Advantages and limitations[edit | edit source]

A machine language instruction take from approximately 2 to 7 microseconds to complete, compared to milliseconds for a BASIC command (mainly because while running a BASIC program, the computer needs to "decode" every single command as it goes). But since each instruction in a machine perfoms only a miniscule task, it often takes a lot of instructions to do things which may be achieved with a single BASIC command.

BASIC was originally designed to be easy for the (novice) programmer, allowing programs to be formulated in a language much more natural to humans than native machine language. Programming in machine language requires the programmer to break down a given task to much smaller pieces that "fit" into the tiny tasks performed by the available opcodes. Everything in machine code is centered on how the computer works, not how the human works.

Writing and editing machine language programs[edit | edit source]

In order for the computer to "run", or execute a machine language program, the program needs to be stored as a "row" of opcodes and arguments in consecutive addresses in memory.
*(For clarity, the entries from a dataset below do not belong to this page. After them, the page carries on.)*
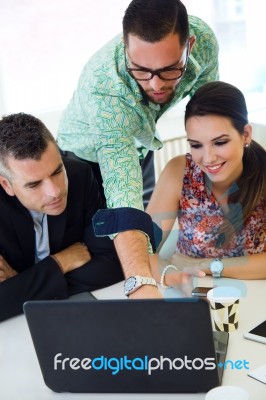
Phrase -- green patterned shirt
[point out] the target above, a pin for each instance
(109, 122)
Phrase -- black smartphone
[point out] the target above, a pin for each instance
(200, 291)
(258, 333)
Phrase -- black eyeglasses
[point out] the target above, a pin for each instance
(166, 74)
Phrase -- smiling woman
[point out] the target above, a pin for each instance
(218, 191)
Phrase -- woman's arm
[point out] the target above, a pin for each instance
(251, 266)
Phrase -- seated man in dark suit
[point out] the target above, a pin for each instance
(48, 249)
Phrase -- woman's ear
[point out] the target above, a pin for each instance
(192, 40)
(247, 134)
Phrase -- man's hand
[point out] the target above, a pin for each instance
(146, 292)
(73, 257)
(5, 270)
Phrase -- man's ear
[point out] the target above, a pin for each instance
(6, 185)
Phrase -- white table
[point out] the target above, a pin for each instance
(21, 379)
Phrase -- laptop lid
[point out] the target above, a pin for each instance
(123, 346)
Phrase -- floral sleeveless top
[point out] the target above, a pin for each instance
(200, 217)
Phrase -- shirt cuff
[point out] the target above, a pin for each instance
(108, 222)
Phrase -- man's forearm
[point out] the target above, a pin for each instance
(132, 250)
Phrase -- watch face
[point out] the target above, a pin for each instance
(216, 266)
(130, 283)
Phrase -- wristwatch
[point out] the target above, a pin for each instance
(133, 283)
(216, 267)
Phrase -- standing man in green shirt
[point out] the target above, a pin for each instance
(162, 56)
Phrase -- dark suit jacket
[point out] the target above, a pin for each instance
(45, 280)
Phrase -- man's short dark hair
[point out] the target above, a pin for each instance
(153, 20)
(22, 136)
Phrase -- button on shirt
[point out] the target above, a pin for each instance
(109, 122)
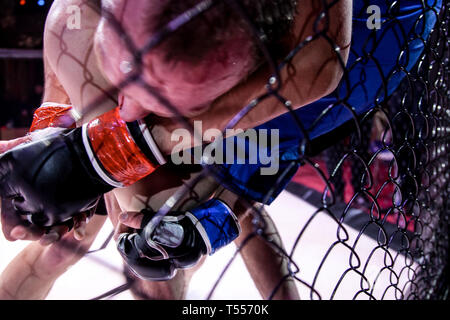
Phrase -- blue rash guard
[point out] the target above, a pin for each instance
(398, 44)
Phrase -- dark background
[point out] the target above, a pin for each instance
(21, 80)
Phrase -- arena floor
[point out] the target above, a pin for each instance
(101, 272)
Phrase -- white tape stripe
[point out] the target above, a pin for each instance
(55, 104)
(236, 220)
(94, 162)
(151, 143)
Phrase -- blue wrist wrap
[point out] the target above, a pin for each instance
(216, 223)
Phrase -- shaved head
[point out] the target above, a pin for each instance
(194, 65)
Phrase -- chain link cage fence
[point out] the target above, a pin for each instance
(376, 150)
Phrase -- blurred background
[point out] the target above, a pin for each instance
(21, 66)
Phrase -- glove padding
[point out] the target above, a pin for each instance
(50, 179)
(179, 241)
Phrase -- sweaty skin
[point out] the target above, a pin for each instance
(73, 72)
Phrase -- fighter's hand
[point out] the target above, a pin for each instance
(16, 227)
(177, 242)
(47, 179)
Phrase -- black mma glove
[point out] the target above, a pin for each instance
(178, 241)
(65, 173)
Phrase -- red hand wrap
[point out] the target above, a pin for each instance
(52, 116)
(116, 149)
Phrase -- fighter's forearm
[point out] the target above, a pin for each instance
(32, 273)
(21, 281)
(54, 91)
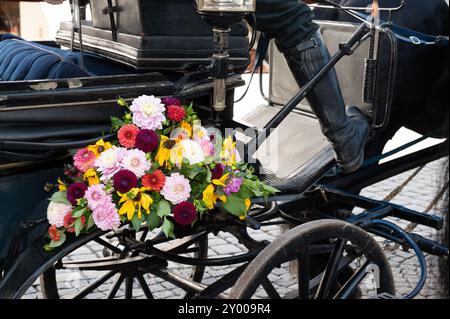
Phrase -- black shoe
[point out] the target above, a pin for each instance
(347, 134)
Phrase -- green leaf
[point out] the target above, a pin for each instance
(90, 223)
(235, 205)
(167, 228)
(60, 197)
(56, 244)
(136, 222)
(153, 221)
(78, 212)
(78, 226)
(194, 171)
(269, 189)
(163, 209)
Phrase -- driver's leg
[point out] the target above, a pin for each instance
(290, 23)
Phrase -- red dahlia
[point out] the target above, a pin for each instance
(185, 213)
(54, 233)
(168, 101)
(69, 222)
(176, 113)
(154, 181)
(127, 135)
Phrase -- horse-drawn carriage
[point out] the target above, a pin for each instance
(115, 56)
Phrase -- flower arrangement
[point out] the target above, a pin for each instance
(164, 168)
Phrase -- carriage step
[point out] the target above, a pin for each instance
(386, 296)
(296, 141)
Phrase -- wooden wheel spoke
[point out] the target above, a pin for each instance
(350, 286)
(144, 286)
(129, 281)
(116, 285)
(329, 276)
(303, 273)
(91, 287)
(272, 293)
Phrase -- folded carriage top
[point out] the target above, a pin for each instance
(154, 34)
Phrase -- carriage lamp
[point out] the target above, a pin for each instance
(221, 14)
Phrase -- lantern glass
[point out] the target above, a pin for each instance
(224, 6)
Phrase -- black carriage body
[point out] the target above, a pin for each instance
(154, 34)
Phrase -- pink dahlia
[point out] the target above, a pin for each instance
(96, 196)
(75, 192)
(56, 213)
(106, 217)
(148, 112)
(217, 171)
(176, 113)
(185, 213)
(110, 162)
(136, 162)
(124, 181)
(84, 159)
(147, 141)
(176, 189)
(127, 135)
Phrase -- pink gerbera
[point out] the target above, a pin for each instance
(176, 189)
(127, 135)
(84, 160)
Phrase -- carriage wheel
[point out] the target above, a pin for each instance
(346, 245)
(116, 267)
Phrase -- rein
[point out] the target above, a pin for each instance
(403, 34)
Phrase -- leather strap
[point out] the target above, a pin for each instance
(307, 44)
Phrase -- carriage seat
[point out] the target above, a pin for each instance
(24, 60)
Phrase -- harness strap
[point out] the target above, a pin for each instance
(408, 35)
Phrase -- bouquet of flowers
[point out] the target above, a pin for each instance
(164, 168)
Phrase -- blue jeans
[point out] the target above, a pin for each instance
(289, 22)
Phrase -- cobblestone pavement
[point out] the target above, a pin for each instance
(417, 195)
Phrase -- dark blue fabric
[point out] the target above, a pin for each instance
(23, 60)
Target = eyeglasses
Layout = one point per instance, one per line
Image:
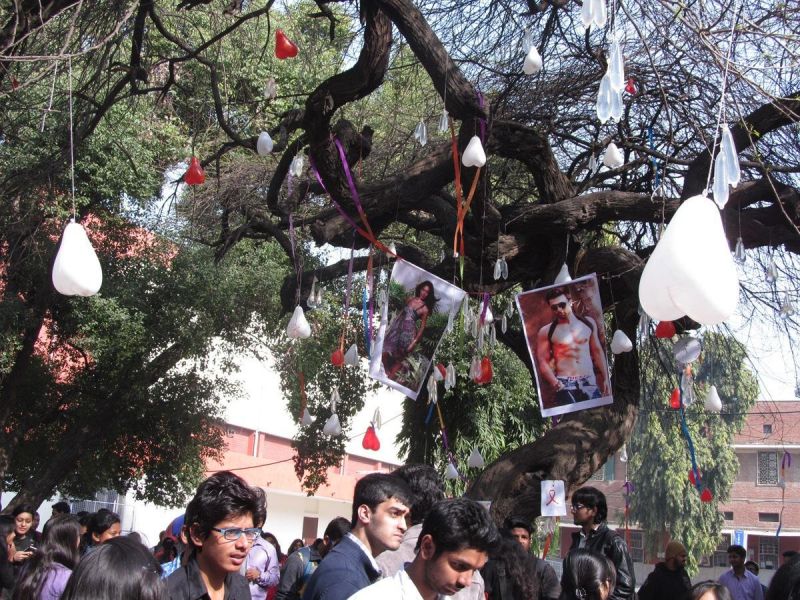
(234, 533)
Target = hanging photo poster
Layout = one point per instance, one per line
(566, 339)
(412, 323)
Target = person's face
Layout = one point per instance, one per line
(450, 571)
(385, 525)
(23, 523)
(561, 306)
(582, 514)
(735, 561)
(108, 534)
(218, 555)
(522, 536)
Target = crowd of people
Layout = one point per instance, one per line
(403, 541)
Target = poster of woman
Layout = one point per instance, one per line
(566, 339)
(412, 324)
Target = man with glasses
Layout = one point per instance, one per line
(589, 510)
(569, 356)
(220, 525)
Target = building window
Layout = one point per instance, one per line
(636, 548)
(767, 468)
(768, 517)
(767, 554)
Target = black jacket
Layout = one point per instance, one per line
(663, 584)
(611, 544)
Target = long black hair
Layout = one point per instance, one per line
(119, 569)
(60, 545)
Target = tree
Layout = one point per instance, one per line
(540, 199)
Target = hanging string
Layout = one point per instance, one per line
(71, 143)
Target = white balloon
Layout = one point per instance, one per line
(533, 62)
(264, 144)
(475, 459)
(474, 156)
(713, 402)
(691, 271)
(613, 157)
(563, 275)
(620, 342)
(298, 327)
(76, 271)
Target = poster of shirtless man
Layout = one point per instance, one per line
(566, 339)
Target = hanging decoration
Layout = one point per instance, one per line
(298, 327)
(533, 62)
(194, 174)
(264, 144)
(620, 342)
(284, 47)
(475, 459)
(76, 270)
(691, 271)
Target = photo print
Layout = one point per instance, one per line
(412, 324)
(565, 333)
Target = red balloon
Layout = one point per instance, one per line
(371, 441)
(284, 47)
(675, 399)
(665, 329)
(337, 357)
(194, 174)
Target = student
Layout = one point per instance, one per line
(380, 505)
(220, 528)
(119, 569)
(455, 541)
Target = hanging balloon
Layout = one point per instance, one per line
(474, 156)
(475, 459)
(337, 358)
(691, 271)
(713, 402)
(620, 342)
(371, 441)
(351, 356)
(298, 327)
(194, 174)
(264, 144)
(675, 399)
(76, 270)
(284, 47)
(533, 62)
(563, 276)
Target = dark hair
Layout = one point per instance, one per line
(427, 487)
(59, 545)
(519, 566)
(556, 292)
(430, 300)
(592, 498)
(62, 507)
(737, 550)
(375, 488)
(785, 584)
(119, 569)
(584, 574)
(337, 529)
(459, 523)
(220, 497)
(719, 591)
(518, 523)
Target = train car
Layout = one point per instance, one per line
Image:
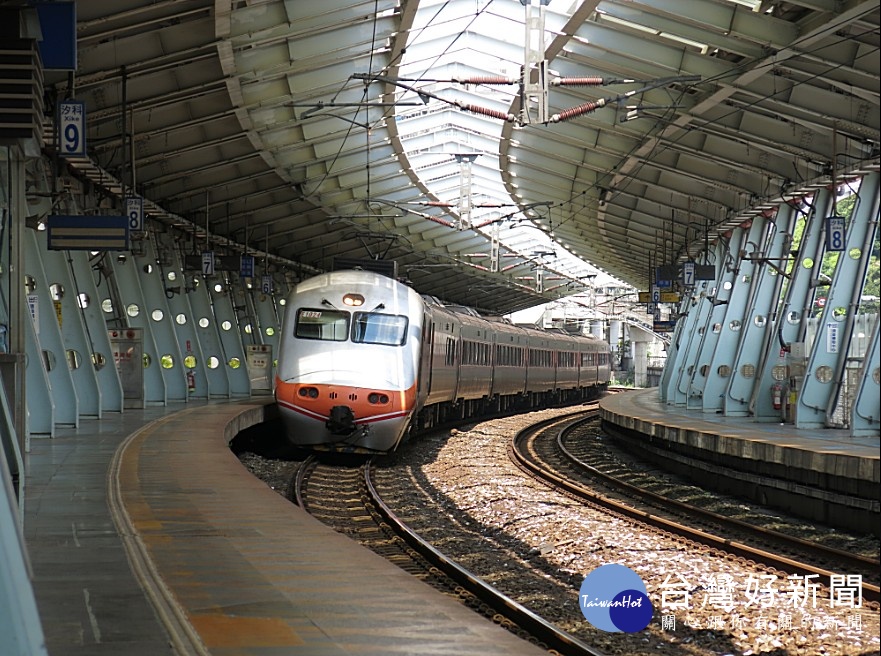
(363, 359)
(348, 361)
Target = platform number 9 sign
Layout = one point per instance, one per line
(835, 233)
(72, 128)
(134, 210)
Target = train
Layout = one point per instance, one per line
(364, 360)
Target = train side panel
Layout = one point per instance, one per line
(509, 360)
(476, 366)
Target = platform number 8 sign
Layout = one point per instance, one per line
(134, 210)
(835, 233)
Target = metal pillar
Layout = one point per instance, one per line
(732, 332)
(827, 361)
(758, 323)
(700, 370)
(790, 325)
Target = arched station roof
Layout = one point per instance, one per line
(416, 130)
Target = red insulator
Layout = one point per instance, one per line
(486, 111)
(572, 112)
(579, 81)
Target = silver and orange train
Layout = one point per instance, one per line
(363, 359)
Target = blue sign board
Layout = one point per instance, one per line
(247, 266)
(58, 31)
(71, 127)
(688, 274)
(87, 233)
(835, 233)
(134, 210)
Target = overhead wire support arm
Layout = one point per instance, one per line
(425, 95)
(586, 108)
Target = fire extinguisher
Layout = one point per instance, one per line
(777, 395)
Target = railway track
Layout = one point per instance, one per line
(542, 451)
(345, 498)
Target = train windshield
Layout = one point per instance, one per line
(327, 325)
(373, 328)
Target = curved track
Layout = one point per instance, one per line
(539, 450)
(346, 499)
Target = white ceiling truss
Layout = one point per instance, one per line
(397, 128)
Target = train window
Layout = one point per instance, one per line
(326, 325)
(376, 328)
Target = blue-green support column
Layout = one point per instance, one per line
(153, 285)
(695, 324)
(222, 304)
(207, 331)
(758, 323)
(128, 281)
(828, 358)
(47, 332)
(866, 411)
(790, 324)
(100, 353)
(180, 315)
(78, 352)
(730, 340)
(715, 319)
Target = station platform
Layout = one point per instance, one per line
(825, 474)
(147, 536)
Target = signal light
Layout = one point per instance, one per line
(310, 392)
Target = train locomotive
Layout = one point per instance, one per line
(363, 359)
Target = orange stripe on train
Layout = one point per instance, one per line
(367, 404)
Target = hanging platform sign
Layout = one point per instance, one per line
(87, 233)
(664, 326)
(662, 297)
(246, 269)
(72, 128)
(835, 235)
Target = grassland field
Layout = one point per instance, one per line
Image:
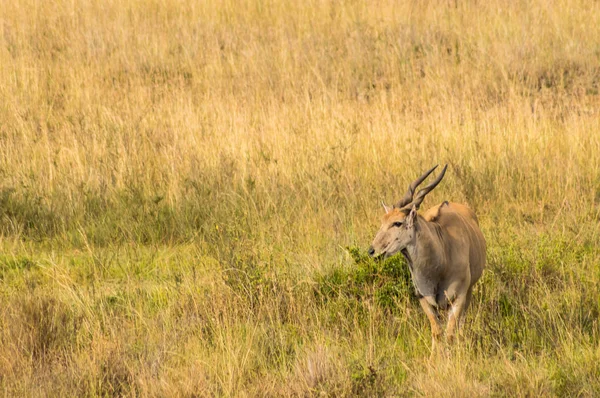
(188, 190)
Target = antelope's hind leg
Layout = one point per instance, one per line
(434, 320)
(457, 312)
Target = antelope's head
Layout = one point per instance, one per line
(399, 224)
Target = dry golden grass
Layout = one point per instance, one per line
(179, 181)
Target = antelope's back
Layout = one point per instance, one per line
(461, 224)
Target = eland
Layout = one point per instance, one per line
(444, 248)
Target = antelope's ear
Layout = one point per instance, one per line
(410, 219)
(386, 208)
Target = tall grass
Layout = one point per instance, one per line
(180, 181)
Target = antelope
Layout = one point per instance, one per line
(444, 248)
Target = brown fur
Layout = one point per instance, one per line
(446, 252)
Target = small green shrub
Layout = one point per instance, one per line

BASIC Type-In[edit | edit source]

This is reflected in the classical machine languge "type-in", which looks something like this (though in a "real" type-in, there would be several hundred DATA statements like line 50 in this example):

10 FOR A=49152 TO 49160
20 READ B
30 POKE A,B
40 NEXT
50 DATA 169,1,141,32,208,141,33,208,96
60 SYS 49152

The FOR-NEXT loop in lines 10 thru 40 READs the byte values forming a (very short) machine language program, and POKEs them into a row of vacant RAM addresses, before the SYS command starts the machine program.

While it is possible to create and edit machine language programs in this manner with the help of an opcode list, various tools exist to make the programmer's job easier and less error-prone:

Machine language monitor[edit | edit source]

A machine language monitor is a program that allows the programmer to view and edit code in a kind of primitive assembler language: In this form, the opcodes are given (abbreviated) "names", called mnemonics, and any arguments are presented in a way that makes sense to humans rather in the form they are stored in memory. Machine language monitors also provides tools to view and edit memory contents other than code, e.g. byte tables, ASCII/PETSCII texts etc.

Two-pass assembler[edit | edit source]

Even with the help of a machine language monitor, editing anything but the smallest, most straightforward program soon becomes non-trivial, especially when the need arises to remove or (especially) insert instructions in the midst of existing code. Two-pass assemblers allow the programmer to assign "names", called labels to specific points in the code, referring to the label rather than the physical address of that location, which may change every time an instruction is added to or removed from the program.

Compiled high-level languages[edit | edit source]

Compilers represent an attempt to "have the best of both worlds"; the speed of machine language and the ease of BASIC (or other high-level language): The compiler accepts a program written in e.g. BASIC, and does the "translation" into machine language (in principle) once and for all.